Validate data and return (is_valid, errors)
"""
errors = list(self.validator.iter_errors(data))
return len(errors) == 0, [str(e) for e in errors]
def validate_and_fix(self, data: dict) -> dict:
"""
Attempt to fix common validation issues
"""
is_valid, errors = self.validate(data)
if is_valid:
return data
fixed_data = data.copy()
for error in self.validator.iter_errors(data):
path = list(error.path)
# Handle type coercion
if error.validator == "type":
expected_type = error.schema.get("type")
current_value = self._get_nested(fixed_data, path)
if expected_type == "string":
self._set_nested(fixed_data, path, str(current_value))
elif expected_type == "integer":
self._set_nested(fixed_data, path, int(float(current_value)))
elif expected_type == "number":
self._set_nested(fixed_data, path, float(current_value))
return fixed_data
def _get_nested(self, data: dict, path: list):
for key in path:
data = data[key]
return data
def _set_nested(self, data: dict, path: list, value):
for key in path[:-1]:
data = data[key]
data[path[-1]] = value
# Usage
validator = SchemaValidator(entity_schema)
is_valid, errors = validator.validate(extracted_data)
Handling Schema Evolution
from typing import Dict, Any
class SchemaVersionManager:
"""Manage schema versions for backward compatibility"""
def __init__(self):
self.schemas: Dict[str, Dict[str, Any]] = {}
self.migrations: Dict[str, callable] = {}
def register_schema(self, version: str, schema: dict):
self.schemas[version] = schema
def register_migration(self, from_version: str, to_version: str,
migration_fn: callable):
self.migrations[f"{from_version}->{to_version}"] = migration_fn
def migrate(self, data: dict, from_version: str, to_version: str) -> dict:
"""Migrate data between schema versions"""

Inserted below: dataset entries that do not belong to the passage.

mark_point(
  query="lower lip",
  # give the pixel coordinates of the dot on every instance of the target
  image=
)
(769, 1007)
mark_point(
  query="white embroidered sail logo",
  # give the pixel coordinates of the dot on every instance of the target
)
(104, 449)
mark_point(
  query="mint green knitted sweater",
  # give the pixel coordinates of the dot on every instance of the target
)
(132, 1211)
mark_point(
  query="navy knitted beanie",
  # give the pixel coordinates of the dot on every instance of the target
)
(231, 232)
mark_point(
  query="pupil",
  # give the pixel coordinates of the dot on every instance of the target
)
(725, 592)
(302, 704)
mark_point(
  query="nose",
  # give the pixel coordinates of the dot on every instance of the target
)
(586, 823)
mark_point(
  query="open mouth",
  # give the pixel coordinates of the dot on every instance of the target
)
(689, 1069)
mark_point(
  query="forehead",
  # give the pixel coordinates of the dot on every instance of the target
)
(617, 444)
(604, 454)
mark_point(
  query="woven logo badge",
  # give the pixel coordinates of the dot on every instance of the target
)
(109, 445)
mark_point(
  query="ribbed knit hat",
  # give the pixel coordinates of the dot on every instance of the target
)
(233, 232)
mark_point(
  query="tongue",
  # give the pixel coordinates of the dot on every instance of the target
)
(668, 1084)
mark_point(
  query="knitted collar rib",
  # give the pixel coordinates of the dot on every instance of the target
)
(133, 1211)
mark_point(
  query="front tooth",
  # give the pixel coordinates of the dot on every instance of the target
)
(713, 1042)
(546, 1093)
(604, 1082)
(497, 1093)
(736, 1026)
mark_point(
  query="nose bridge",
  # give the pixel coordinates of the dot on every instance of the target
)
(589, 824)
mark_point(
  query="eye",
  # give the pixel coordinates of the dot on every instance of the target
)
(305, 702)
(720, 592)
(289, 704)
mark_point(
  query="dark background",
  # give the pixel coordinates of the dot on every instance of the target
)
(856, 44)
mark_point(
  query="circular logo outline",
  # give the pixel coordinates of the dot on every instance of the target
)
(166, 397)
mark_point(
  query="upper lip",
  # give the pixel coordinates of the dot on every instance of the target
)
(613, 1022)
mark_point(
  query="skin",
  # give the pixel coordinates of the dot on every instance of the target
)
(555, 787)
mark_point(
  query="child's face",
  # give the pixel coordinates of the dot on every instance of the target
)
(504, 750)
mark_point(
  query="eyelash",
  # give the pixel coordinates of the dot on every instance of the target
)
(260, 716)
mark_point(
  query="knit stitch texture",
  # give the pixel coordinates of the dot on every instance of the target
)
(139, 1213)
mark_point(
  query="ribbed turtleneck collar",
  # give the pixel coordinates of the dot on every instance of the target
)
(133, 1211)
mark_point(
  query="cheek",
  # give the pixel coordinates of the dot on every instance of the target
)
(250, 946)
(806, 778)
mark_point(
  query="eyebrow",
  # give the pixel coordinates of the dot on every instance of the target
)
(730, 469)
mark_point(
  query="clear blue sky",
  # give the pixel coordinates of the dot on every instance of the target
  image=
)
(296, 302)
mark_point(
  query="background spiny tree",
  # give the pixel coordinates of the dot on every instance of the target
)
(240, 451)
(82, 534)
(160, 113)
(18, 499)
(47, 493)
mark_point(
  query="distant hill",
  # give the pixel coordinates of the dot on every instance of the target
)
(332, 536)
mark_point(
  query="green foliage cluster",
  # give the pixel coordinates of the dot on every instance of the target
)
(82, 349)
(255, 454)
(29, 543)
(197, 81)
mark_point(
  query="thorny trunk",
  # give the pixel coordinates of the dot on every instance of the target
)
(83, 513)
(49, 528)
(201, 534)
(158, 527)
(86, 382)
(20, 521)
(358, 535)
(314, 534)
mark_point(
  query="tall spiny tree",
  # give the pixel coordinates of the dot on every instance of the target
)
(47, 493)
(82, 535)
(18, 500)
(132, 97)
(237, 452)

migration_key = f"{from_version}->{to_version}"
if migration_key in self.migrations:
return self.migrations[migration_key](data)
raise ValueError(f"No migration path from {from_version} to {to_version}")
# Example usage
manager = SchemaVersionManager()
# Register schemas
manager.register_schema("v1", {"properties": {"name": {"type": "string"}}})
manager.register_schema("v2", {
"properties": {
"full_name": {"type": "string"},
"created_at": {"type": "string"}
}
})
# Register migration
def migrate_v1_to_v2(data):
return {
"full_name": data.get("name", ""),
"created_at": "2024-09-14T00:00:00Z"
}
manager.register_migration("v1", "v2", migrate_v1_to_v2)
Best Practices
- Always use strict mode when available for guaranteed compliance
- Design schemas defensively with clear constraints
- Include descriptions for every field to guide the LLM
- Handle missing fields gracefully with defaults
- Version your schemas for long-term maintenance
- Validate both input and output for complete safety
JSON schema enforcement transforms unpredictable LLM outputs into reliable, type-safe data that your applications can trust.